Dei campioni del Mondiale 2006 consegnati alla leggenda dalla notte di Berlino, ben 13 sono diventati allenatori (o sono in procinto di farlo) dopo aver appeso gli scarpini al chiodo. L'ultimo in ordine di tempo è Andrea Pirlo, che il prossimo anno sarà alla guida della Juventus u23. Un altro giocatore invece, fresco di ritiro, non ha ancora iniziato ufficialmente la nuova carriera ma è già corteggiatissimo per il suo carisma e la sua leadership. Daniele De Rossi è quello che tutti hanno sempre definito un allenatore in campo, specie negli ultimi anni di carriera, e tra gli addetti ai lavori c'è chi è pronto a scommettere che diventerà un fenomeno della panchina. In particolare per la Fiorentina l'ex Capitan futuro è una tentazione di quelle forti, per tentare un rilancio in grande stile nella prossima stagione.
D'altronde il corteggiamento viola parte da lontano, sin da quando fu fatto più di un tentativo per convincerlo a chiudere la carriera da giocatore a Firenze, dopo la fine della sua lunga avventura nella Capitale: De Rossi fu sul punto di accettare, ma in seguito capì che l'esperienza estera al Boca Juniors era preferibile per preservare la sua storia d'amore con la Roma.
Non è difficile immaginare come il suo principale sponsor sia Daniele Pradè, che dovrà andare alla ricerca di un allenatore per il prossimo futuro, e con cui ci sono grandi rapporti dai tempi degli anni giallorossi vissuti insieme.

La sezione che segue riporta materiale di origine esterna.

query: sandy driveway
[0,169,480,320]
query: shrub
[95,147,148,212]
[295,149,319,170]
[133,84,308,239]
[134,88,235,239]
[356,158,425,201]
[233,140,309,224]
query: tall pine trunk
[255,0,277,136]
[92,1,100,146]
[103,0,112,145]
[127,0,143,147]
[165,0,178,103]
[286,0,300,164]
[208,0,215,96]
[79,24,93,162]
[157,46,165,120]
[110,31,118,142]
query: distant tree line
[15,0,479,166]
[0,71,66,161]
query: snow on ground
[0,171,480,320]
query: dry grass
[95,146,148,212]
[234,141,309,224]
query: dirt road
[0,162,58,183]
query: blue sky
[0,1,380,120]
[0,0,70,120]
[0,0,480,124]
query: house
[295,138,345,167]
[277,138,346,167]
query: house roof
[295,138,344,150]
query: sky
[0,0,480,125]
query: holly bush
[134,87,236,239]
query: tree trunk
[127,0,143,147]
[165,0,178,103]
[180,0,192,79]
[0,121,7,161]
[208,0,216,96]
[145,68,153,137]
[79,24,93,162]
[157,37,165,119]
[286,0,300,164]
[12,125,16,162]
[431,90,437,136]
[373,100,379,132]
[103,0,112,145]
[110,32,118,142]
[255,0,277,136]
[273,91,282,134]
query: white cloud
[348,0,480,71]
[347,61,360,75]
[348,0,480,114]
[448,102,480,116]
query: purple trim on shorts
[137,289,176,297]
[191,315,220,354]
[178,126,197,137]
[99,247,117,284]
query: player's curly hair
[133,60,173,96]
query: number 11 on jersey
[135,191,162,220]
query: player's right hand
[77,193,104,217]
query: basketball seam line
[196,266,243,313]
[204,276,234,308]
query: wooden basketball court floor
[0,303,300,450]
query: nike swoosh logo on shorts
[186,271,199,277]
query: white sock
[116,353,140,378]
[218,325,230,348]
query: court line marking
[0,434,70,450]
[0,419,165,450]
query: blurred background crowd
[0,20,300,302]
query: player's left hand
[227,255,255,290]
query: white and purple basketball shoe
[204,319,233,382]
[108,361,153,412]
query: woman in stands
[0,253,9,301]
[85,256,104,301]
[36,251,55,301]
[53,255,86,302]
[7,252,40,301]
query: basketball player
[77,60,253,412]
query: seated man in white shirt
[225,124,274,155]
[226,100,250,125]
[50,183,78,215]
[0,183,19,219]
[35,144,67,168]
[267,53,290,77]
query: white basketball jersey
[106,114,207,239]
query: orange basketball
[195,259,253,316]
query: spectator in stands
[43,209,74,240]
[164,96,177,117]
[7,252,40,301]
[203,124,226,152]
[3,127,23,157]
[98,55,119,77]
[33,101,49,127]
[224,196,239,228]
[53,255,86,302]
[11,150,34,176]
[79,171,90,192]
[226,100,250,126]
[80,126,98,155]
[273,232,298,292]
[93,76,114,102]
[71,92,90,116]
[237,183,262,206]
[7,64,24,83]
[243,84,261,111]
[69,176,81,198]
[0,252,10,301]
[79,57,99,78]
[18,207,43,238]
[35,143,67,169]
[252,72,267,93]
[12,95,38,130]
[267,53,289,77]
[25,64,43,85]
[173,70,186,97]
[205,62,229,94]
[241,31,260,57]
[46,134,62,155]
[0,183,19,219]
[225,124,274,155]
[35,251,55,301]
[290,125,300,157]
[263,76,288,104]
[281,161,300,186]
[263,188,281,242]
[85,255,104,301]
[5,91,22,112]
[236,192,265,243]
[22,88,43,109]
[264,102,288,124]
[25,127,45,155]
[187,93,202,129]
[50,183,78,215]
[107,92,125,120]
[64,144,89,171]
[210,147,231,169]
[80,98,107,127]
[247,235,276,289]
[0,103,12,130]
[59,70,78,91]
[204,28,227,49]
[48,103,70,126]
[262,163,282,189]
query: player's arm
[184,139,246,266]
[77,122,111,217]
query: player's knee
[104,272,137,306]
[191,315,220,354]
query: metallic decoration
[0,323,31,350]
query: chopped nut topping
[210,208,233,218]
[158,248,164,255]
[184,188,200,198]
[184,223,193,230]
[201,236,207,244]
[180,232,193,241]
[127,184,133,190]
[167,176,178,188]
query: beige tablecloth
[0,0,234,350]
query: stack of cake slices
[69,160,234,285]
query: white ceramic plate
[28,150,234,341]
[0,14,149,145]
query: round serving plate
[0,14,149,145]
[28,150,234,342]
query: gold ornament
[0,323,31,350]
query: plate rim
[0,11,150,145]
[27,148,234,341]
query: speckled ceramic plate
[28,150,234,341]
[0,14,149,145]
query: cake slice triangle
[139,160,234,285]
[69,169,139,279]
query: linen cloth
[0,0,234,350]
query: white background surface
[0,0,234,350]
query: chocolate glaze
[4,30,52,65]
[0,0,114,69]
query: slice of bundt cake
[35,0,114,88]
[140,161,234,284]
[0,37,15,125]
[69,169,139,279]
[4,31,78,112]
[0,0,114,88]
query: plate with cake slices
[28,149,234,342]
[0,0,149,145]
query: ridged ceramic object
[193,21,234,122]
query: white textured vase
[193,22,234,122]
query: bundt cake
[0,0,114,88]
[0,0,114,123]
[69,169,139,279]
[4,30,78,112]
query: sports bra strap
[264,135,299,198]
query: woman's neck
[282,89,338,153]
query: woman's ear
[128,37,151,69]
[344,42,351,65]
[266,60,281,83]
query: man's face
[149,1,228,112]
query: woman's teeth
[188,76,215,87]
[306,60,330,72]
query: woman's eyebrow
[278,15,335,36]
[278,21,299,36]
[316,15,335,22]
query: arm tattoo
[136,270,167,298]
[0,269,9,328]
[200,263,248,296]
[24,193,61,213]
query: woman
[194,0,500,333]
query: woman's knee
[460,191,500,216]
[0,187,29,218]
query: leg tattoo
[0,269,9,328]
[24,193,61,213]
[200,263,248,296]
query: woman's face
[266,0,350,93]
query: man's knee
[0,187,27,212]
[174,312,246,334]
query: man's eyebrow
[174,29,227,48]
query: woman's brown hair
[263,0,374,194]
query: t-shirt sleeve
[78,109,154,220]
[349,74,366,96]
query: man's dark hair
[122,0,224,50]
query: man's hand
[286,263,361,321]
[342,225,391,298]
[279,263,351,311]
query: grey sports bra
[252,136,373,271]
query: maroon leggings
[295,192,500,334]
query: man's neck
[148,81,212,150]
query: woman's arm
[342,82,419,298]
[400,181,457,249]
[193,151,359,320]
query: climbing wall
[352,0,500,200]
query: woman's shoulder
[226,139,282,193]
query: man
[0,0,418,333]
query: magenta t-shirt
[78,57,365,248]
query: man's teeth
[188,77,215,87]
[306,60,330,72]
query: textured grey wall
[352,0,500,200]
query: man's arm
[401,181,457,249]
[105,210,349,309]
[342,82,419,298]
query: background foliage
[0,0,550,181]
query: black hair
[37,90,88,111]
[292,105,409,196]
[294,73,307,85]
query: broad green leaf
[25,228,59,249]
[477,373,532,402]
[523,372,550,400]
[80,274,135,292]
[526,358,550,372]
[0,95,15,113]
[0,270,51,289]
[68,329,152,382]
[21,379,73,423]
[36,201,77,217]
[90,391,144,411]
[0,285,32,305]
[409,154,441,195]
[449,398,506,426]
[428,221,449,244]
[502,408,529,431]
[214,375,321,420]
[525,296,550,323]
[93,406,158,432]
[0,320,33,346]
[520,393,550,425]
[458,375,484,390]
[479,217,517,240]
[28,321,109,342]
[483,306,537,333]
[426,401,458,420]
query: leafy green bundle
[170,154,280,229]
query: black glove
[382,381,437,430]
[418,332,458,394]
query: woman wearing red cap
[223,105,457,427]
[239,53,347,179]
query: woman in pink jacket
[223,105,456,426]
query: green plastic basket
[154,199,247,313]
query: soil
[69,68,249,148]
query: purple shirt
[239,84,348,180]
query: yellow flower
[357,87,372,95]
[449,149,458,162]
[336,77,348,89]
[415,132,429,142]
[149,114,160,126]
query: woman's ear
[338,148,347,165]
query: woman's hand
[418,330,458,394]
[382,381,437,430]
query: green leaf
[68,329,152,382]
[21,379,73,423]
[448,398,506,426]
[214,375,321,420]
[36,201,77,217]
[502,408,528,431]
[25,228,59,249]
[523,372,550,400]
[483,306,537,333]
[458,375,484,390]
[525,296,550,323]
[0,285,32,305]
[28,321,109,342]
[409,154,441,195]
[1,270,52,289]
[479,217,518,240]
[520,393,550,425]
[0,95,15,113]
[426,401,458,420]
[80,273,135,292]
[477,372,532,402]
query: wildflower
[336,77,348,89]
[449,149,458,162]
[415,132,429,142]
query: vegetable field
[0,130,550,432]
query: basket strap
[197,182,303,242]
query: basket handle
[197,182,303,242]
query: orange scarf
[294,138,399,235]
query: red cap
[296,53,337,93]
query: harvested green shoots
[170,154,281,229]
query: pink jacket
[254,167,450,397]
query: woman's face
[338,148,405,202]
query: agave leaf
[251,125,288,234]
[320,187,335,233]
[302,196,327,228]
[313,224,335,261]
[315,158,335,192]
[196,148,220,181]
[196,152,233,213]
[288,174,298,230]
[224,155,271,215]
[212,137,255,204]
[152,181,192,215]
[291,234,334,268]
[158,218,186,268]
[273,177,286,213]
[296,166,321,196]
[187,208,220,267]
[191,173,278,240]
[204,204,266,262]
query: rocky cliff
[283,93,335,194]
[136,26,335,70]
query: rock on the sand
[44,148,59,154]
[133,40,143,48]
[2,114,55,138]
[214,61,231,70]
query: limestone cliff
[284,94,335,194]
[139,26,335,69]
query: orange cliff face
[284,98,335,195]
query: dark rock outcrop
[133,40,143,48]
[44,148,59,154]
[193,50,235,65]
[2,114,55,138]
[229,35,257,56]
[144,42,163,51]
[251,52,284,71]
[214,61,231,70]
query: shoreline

È chiaro che per la Fiorentina si tratterebbe di un grande salto nel vuoto, considerando la totale inesperienza dell'ex centrocampista di Ostia, confermata dal fatto che non sarebbe neanche abilitato a sedersi in panchina senza un patentino Uefa da allenatore di serie A. Un ostacolo comunque aggirabile come già fatto con Roberto Mancini nel 2001, con l'affiancamento di una figura più esperta. Restano da convincere ancora Rocco Commisso e la tifoseria, due correnti di pensiero accomunate dal desiderio di andare più sul sicuro dopo stagioni travagliate.
Ecco quindi che un graduale approccio al nuovo incarico, imparando le basi del mestiere dal padre Alberto in Primavera non è ancora totalmente da escludere. Il sogno di Daniele non è certo un mistero; la panchina della Roma, per riabbracciare presto o tardi un popolo di cui ha sempre fatto parte, e magari vincere lo Scudetto che ha solo sfiorato in altre vesti.